Hi,

Im having difficulty getting my form contents to send to my php page using ajax, jquery and json. The results just doesnt want to show.

My javascript, where I create the JSON object and try to send it through to the php page:

var JSONobj;
var JSONstr;
function createJSON(){
	JSONobj = {
		firstname : $('#firstname').val(), 
		surname : $('#surname').val(), 
		age : $('#age').val(), 
		email : $('#email').val()
		};
	JSONstr = JSON.stringify(JSONobj);
}


$(document).ready(function() {
	$('#submit').click(function(e){
		e.preventDefault();
		createJSON();
		$.post("save.php", {data:JSONstr}, function(result){ alert(result);}, "json"); 
	});
});

The php page:

<?php
	$tmp = json_decode($_POST["data"]);
	echo $tmp['firstname'];
?>

What should happen is the firstname should be alerted.

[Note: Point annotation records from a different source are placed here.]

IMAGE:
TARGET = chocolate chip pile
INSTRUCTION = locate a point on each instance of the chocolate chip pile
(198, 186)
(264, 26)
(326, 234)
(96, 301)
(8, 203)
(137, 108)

But the alert box doesnt even show and I find no errors using firebug...

Thanks in advance

I am not sure whether your createJSON() implementation is correct or not.
What I would do will be

var JSONobj = [];
JSONobj.push({firstname: $('#firstname').val(), surname: $('#surname').val(), age : $('#age').val(), email : $('#email').val()});
JSONstr = JSON.stringify(JSONobj);

JSON encoding is unnecessary here because regular GET or POST serialisation will do the job.

Simply use jQuery's form.serialize() method to encode all fields in the form.

$(document).ready(function() {
	$('#submit').click(function(e){
		e.preventDefault();
		$.ajax({
			url: "save.php", 
			type: "POST",
			data: $(this.form).serialize(),
			success: function(result){ alert(result); }
		});
	});
});

If necessary you can build the data string (or a data object) specifically to include only those form name|values pairs of interest, but this is generally not necessary because server-side scripts can (most times) be written simply to ignore any name|value pairs that are not needed.

In general, use JSON for sending multi-item data in an HTTP response. Only in exceptional circumstances, eg. to send a deep javascript object, is it necessary to use JSON-encoding in an HTTP request, but for the most part, it can be avoided.